Architectural Details

The demonstration is composed of the following pieces which all run inside Docker containers:

  1. Lobsters Ruby on Rails application
  2. MariaDB (open source MySQL fork)
  3. Popularity microservice written in Python Flask.
  4. Baker Street

The popularity microservice is written so that during initialization of each instance’s container the instance is registered as alive by its local Watson component which sends the information to the Datawire Directory. The Sherlock instance we added to the Lobsters monolith subscribes to popularity service availability information and receives push notices from the Datawire Directory indicating new instances are available as each instance is brought up. Calls to the popularity microservice instances at each page reload is distributed among all of the available instances as noted in the local Sherlock.

The popularity microservice has a directory called microwizard/ in its root project directory. This directory contains three important files that configure everything and make it all work:

  1. datawire.conf - configures Datawire settings
  2. microwizard.yml - describes the deployment to Microwizard
  3. mw.sh - the service initialization and startup routines.

How it works

  1. Microservice code is committed into a Git repository.
  2. When a new service is launched the Microwizard performs a checkout against the specified Git commit.
  3. The checked out code is moved into a directory specifically for that commit.
  4. Microwizard then launches a container and mounts the source code as a volume on the container.
  5. The container starts and runs the init() function in your services mw.sh
  6. The container starts and runs the run() function in your services mw.sh
  7. Sherlock and Watson are automatically installed on the container so when the service starts it automatically registers with the Datawire directory.

Microservices in Production

How does the Microwizard translate into a production deployment? The Microwizard does not use production ready deployment infrastructure; in production you would want to use Amazon EC2 + AutoScalingGroups (or equivalent) or Docker + Kubernetes (or equivalent). If you have an existing application, using your existing deployment infrastructure is the common sense solution.

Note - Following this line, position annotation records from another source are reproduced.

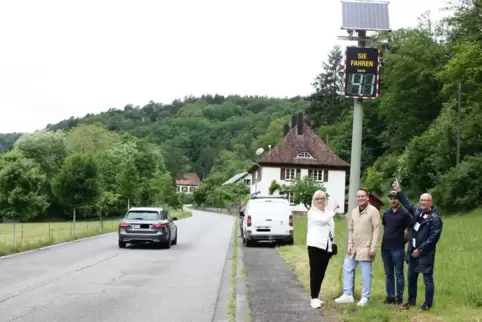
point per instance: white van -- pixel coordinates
(267, 218)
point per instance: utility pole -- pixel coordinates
(356, 143)
(459, 112)
(362, 72)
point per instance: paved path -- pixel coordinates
(94, 280)
(274, 293)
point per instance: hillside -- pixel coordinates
(410, 131)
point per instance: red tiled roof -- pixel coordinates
(293, 144)
(189, 179)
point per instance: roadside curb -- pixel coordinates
(242, 304)
(221, 313)
(56, 245)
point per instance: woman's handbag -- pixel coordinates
(334, 247)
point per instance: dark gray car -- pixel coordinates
(153, 225)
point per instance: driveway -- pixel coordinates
(94, 280)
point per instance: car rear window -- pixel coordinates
(269, 207)
(143, 215)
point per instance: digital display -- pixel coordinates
(361, 68)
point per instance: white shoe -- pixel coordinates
(345, 299)
(316, 303)
(362, 302)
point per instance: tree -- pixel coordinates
(47, 149)
(327, 104)
(21, 183)
(77, 183)
(128, 180)
(90, 138)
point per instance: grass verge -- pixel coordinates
(234, 269)
(457, 267)
(30, 236)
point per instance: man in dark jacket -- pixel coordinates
(423, 234)
(395, 221)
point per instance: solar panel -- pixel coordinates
(371, 16)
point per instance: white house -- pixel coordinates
(240, 177)
(301, 153)
(188, 184)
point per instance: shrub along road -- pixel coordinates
(94, 280)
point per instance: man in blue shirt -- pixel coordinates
(395, 221)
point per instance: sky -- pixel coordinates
(68, 58)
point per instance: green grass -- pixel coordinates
(458, 267)
(234, 269)
(30, 236)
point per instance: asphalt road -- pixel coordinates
(94, 280)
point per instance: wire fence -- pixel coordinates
(18, 234)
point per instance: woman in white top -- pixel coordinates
(320, 227)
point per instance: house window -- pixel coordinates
(290, 174)
(318, 175)
(290, 198)
(304, 155)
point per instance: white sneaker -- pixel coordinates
(316, 303)
(345, 299)
(362, 302)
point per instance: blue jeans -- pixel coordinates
(393, 260)
(349, 267)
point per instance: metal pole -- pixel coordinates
(356, 142)
(458, 123)
(355, 164)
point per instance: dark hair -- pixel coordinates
(366, 191)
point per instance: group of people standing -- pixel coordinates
(419, 226)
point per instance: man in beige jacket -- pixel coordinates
(363, 243)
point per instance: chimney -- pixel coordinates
(286, 129)
(293, 121)
(300, 123)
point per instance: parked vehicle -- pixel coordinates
(267, 218)
(148, 225)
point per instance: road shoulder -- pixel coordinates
(274, 292)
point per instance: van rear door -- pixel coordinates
(270, 216)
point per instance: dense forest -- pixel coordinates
(98, 163)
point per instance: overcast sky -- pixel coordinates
(69, 58)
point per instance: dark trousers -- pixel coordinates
(319, 259)
(241, 218)
(412, 287)
(393, 261)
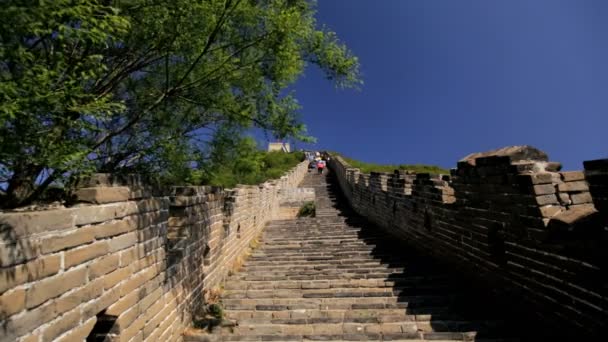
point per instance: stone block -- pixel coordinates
(62, 324)
(85, 253)
(581, 198)
(544, 189)
(24, 224)
(546, 199)
(570, 176)
(573, 186)
(31, 271)
(122, 241)
(70, 239)
(103, 194)
(81, 332)
(103, 266)
(55, 286)
(11, 303)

The services layer, built around HTTP and Baker Street, is simple in design and implementation. As shown in the Microwizard, this approach requires minimal changes to your existing code and infrastructure. In practice, additional resilience semantics such as timeouts or circuit breakers should be layered on HTTP. These can be added via a library such as Hystrix or by adding timeouts to the Baker Street HAproxy configuration.

There are other differences and shortcuts we took to ensure a fast and easy experience for the demonstration. For example, we turned off ssh key checking within the environment since the demo is designed to run everything locally.